Legge elettorale, cosa succede ora dopo il no della Consulta al referendum

di Giovanni Bianconi

La Corte costituzionale ha dichiarato inammissibile il referendum sulla legge elettorale proposto per instaurare un sistema pressoché integralmente maggioritario per la scelta di deputati e senatori. La decisione, presa dopo una camera di consiglio durata circa otto ore, è in linea con le precedenti sentenze della Corte che aveva respinto altri referendum in materia elettorale per la ragione che, eliminate le parti eventualmente abrogate dalla consultazione popolare, rimaneva in piedi una legge non immediatamente applicabile; bisognosa cioè di ulteriori interventi da parte del Parlamento prima di consentire il ricorso al voto.

Una situazione di vuoto incompatibile con la Costituzione, perché non garantirebbe il corretto e regolare funzionamento del sistema disegnato dalla Carta nei rapporti tra i poteri dello Stato, che ha bisogno di un presupposto: in ogni momento dev’essere assicurata la possibilità di ricorrere al corpo elettorale.
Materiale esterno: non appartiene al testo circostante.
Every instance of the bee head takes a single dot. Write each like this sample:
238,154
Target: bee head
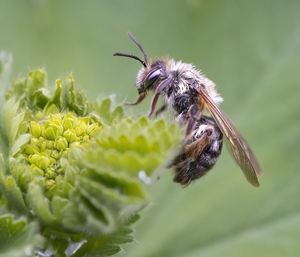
148,77
149,73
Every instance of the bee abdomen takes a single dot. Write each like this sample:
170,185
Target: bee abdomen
186,169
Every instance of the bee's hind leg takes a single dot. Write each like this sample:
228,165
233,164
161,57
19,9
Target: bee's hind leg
194,115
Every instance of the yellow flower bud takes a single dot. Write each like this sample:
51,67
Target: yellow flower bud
69,122
30,149
70,135
93,129
61,143
50,173
81,127
35,129
36,170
In questo caso i giudici costituzionali hanno valutato «eccessivamente manipolativo» il quesito proposto dai promotori del referendum perché proprio per provare a «garantire l’autoapplicatività della normativa di risulta», interveniva anche sulla legge delega scritta per la revisione dei collegi elettorali legati alla modifica costituzionale sulla riduzione del numero dei parlamentari, in modo da farla funzionare anche per il nuovo sistema elettorale maggioritario che sarebbe scaturito dalla vittoria dei “sì” al referendum.